In [1]:
import matplotlib.pyplot as plt
%matplotlib inline
In [2]:
from gensim.models.word2vec import Word2Vec
In this section, you can decide which model for which corpus you want to use for your analysis. Here by default, it's the critical corpus within the years 1820-1940. We tested over 10-year slides, it's clearly much less effective due to the small size of the French corpora. After the load, put the path to your directory of models, and then select your range in "year in range".
In [3]:
from collections import OrderedDict
models = OrderedDict([
(year, Word2Vec.load('/Your/Path/To/Your/Models/{}.bin'.format(year)))
for year in range(1820, 1940, 20)
])
In [4]:
def cosine_series(anchor, query):
series = OrderedDict()
for year, model in models.items():
series[year] = (
model.similarity(anchor, query)
if query in model else 0
)
return series
In [5]:
import numpy as np
import statsmodels.api as sm
def lin_reg(series):
x = np.array(list(series.keys()))
y = np.array(list(series.values()))
x = sm.add_constant(x)
return sm.OLS(y, x).fit()
In [6]:
def plot_cosine_series(anchor, query, w=5, h=4):
series = cosine_series(anchor, query)
fit = lin_reg(series)
x1 = list(series.keys())[0]
x2 = list(series.keys())[-1]
y1 = fit.predict()[0]
y2 = fit.predict()[-1]
print(query)
plt.figure(figsize=(w, h))
plt.ylim(0, 1)
plt.title(query)
plt.xlabel('Year')
plt.ylabel('Similarity')
plt.plot(list(series.keys()), list(series.values()))

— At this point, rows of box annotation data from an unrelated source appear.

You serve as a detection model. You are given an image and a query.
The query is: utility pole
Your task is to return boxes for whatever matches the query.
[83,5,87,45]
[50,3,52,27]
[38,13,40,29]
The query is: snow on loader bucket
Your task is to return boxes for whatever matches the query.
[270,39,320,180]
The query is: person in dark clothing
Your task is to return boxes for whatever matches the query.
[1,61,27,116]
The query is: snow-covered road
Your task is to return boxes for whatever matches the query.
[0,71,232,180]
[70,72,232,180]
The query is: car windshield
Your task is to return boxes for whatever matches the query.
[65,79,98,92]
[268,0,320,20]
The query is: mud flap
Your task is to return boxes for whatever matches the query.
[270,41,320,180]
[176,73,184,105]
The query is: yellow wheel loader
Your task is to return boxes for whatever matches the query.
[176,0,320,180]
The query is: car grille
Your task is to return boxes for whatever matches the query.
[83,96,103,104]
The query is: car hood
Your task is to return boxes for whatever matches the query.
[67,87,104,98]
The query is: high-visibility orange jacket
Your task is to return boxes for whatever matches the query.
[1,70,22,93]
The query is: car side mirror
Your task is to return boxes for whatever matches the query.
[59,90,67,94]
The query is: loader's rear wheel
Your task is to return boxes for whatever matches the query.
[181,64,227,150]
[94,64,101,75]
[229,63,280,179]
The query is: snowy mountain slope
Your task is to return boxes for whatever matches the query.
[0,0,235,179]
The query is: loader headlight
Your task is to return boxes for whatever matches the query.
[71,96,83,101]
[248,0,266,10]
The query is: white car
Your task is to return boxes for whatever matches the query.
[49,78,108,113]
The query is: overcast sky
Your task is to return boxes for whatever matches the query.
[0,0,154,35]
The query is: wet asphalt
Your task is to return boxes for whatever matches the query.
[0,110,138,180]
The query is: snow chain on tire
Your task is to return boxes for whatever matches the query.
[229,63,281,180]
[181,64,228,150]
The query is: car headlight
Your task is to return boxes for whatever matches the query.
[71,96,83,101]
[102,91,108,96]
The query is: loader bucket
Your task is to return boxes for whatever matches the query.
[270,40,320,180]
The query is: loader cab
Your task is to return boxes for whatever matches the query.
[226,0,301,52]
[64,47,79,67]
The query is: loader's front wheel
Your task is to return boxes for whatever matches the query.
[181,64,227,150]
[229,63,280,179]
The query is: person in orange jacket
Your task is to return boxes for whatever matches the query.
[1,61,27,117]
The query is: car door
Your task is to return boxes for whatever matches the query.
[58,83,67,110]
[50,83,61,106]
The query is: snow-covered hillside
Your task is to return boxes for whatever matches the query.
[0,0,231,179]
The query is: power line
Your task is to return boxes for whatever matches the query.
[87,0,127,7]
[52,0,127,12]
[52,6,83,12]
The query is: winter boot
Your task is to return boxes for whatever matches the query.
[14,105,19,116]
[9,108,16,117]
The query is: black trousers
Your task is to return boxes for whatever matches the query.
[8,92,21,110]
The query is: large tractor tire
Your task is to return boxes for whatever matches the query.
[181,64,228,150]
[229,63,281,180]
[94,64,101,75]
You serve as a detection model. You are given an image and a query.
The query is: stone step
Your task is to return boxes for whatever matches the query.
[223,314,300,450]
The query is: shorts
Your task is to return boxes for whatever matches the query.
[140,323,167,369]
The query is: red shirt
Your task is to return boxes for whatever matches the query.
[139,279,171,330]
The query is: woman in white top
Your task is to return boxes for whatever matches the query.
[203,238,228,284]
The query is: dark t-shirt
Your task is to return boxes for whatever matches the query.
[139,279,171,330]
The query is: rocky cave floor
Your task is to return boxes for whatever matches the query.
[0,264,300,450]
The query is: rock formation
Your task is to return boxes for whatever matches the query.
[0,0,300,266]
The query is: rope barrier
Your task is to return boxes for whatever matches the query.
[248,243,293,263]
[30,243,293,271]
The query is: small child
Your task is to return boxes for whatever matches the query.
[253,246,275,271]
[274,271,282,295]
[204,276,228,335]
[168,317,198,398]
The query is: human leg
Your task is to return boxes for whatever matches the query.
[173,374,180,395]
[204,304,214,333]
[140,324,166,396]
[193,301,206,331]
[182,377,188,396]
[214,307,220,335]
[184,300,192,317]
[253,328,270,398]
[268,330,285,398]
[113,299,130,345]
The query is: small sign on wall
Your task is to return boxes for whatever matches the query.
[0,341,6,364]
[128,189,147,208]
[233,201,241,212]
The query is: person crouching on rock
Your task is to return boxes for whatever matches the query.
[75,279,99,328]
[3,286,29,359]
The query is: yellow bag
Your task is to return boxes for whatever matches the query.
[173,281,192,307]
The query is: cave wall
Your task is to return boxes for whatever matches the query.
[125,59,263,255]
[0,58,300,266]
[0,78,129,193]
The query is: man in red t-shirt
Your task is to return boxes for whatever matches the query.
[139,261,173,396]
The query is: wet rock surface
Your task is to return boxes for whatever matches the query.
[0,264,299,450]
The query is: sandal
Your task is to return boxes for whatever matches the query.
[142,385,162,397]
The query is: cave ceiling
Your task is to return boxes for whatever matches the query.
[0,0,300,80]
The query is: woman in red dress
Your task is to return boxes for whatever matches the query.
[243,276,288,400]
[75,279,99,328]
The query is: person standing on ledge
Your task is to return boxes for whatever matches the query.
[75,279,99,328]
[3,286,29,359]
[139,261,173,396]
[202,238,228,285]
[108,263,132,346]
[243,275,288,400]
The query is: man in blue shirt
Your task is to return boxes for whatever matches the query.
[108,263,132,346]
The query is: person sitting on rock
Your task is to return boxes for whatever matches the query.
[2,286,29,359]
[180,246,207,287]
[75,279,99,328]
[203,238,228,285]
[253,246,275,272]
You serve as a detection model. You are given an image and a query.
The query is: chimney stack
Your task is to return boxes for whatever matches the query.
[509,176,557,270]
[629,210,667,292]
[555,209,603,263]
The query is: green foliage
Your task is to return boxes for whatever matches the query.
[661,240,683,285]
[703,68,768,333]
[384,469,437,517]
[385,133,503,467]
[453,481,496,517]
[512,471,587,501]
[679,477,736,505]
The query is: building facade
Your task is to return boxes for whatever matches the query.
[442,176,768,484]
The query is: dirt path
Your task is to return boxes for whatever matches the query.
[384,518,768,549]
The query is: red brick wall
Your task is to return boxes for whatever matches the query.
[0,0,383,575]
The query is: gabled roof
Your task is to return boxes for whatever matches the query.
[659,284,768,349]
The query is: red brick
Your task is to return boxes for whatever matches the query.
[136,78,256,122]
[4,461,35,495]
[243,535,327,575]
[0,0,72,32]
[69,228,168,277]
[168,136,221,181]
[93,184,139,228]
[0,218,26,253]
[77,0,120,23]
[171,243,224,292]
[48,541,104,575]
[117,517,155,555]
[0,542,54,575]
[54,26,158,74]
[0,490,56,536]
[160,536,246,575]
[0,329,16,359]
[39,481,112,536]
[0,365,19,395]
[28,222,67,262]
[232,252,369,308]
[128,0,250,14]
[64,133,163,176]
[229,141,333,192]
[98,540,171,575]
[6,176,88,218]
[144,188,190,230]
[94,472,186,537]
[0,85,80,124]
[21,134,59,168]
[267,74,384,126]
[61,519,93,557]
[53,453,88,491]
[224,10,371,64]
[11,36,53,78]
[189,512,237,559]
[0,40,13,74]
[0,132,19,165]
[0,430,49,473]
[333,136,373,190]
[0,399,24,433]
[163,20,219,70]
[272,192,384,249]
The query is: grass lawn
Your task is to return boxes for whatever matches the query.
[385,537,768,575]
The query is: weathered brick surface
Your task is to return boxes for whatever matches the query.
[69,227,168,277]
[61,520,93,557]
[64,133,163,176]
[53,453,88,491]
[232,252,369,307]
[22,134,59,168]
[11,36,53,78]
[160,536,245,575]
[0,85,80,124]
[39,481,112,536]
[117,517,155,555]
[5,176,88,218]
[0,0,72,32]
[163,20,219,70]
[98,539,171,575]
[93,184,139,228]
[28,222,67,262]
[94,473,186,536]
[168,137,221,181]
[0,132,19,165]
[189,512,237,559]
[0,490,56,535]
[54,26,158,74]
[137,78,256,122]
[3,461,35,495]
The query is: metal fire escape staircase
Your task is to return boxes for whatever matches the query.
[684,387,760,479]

plt.plot([x1, x2], [y1, y2], color='gray', linewidth=0.5)
plt.show()
The cell below (which calls the methods above), shows how two words differ from one another through time, with cosine similarity. Here, we show how "poésie" evolves compared to "littérature". You can manually change both below.
In [7]:
plot_cosine_series('littérature', 'poésie')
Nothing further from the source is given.